Lo que es cierto, es lo experimental del EP. Ya sea que esté circunscrito en lo experimental del siglo pasado o en la actualidad. Ahora bien, si su estructura armónica se asemeja a pocas en cuanto a la ambigüedad tonal que se aleja del folk y del pop tradicional, existe la chance de estar dentro del Avant-pop.

Pero bueno, iniciaré con la sonrisa que me provocó la vaguedad sonora oriental para dar paso, abruptamente, al sonido bluegrass en los tracks 1 y 3. Recordé una serie de mi niñez llamada Kung-fu, donde un monje shaolín chino-americano pelea en el salvaje oeste con su arte marcial. Las pistas sonoras son lúdicas, diría “juguetonas”; sin detrimento de la habilidad instrumental con la que se manejan, tanto la mandolina, como la guitarra y el violín. No conocía a ninguno de los integrantes de este proyecto, pero si reconozco la virtuosidad en la ejecución instrumental.

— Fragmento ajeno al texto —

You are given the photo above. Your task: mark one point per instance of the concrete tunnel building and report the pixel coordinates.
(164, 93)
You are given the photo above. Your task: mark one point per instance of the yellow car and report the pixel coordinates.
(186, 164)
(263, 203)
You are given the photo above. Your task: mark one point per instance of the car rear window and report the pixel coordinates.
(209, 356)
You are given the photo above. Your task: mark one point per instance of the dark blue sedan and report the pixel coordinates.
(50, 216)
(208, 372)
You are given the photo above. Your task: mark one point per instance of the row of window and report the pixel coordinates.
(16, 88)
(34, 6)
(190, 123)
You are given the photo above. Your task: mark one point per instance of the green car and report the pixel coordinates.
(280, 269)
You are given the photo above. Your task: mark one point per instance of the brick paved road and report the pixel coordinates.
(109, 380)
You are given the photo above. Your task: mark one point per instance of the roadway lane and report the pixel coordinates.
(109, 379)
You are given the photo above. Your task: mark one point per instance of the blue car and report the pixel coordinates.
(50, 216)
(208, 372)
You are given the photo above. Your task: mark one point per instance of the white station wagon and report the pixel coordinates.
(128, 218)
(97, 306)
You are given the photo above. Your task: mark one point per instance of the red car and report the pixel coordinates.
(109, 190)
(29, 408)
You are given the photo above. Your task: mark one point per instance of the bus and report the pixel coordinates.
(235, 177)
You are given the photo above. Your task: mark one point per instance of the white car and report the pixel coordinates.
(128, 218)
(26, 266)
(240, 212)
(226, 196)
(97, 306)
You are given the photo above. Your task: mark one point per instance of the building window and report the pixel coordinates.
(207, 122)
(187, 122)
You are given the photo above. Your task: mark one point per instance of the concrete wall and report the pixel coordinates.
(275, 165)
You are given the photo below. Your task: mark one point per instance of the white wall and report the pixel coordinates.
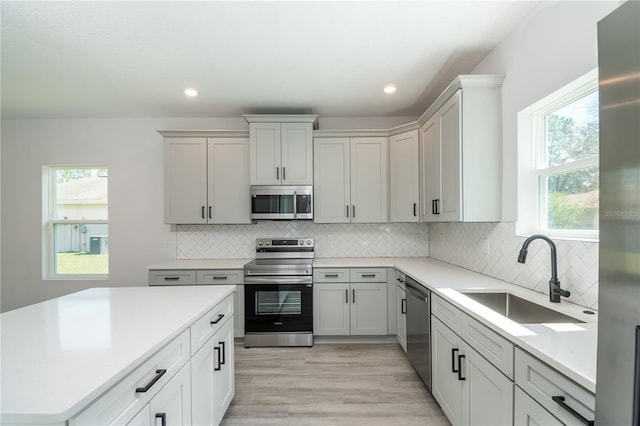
(554, 46)
(132, 149)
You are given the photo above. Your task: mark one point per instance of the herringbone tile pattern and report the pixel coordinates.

The Movements, a mi parecer, es un compendio de sonatas pop modernas que constan de 3 o 4 movimientos independientes con su propia función en cada pista. ¡Los veo!, bueno, imagino sinestesicamente en Movement 1 (1:58) los desplazamientos eufónicos que permiten trasladarme con ayuda del violín, las percusiones y la guitarra, a bordo de un tren que inicia con paso lento su travesía por el viejo oeste y que acelera paulatinamente hasta llegar a una velocidad constante. Recordando, debido a la insinuación asiática de la introducción (seg. 20) y del desenlace (min.3:12), mi inexistente estadía en Asia. Finalizando, en el último movimiento melódico, mi llegada a la estación.

Sólo un track es melancólico. Abre con un toque oscuro mediante el cello y la mandolina. Quizá también, místico; para dar lugar en el segundo movimiento, la añoranza, la esperanza,… la melancolía. Desde mi perspectiva, son los acentos abruptos los que consolidan el EP, además de su “sencilla” complejidad armónica y sus coqueteos con la chamber pop, la aparente improvisación, la mandolina “viajando” entre Osaka y Kentucky.

En fin, The Movements es una propuesta lúdica, divertida, con una “limpieza” en su ejecución y aludiendo sonoridades orientales que no imaginé en ella.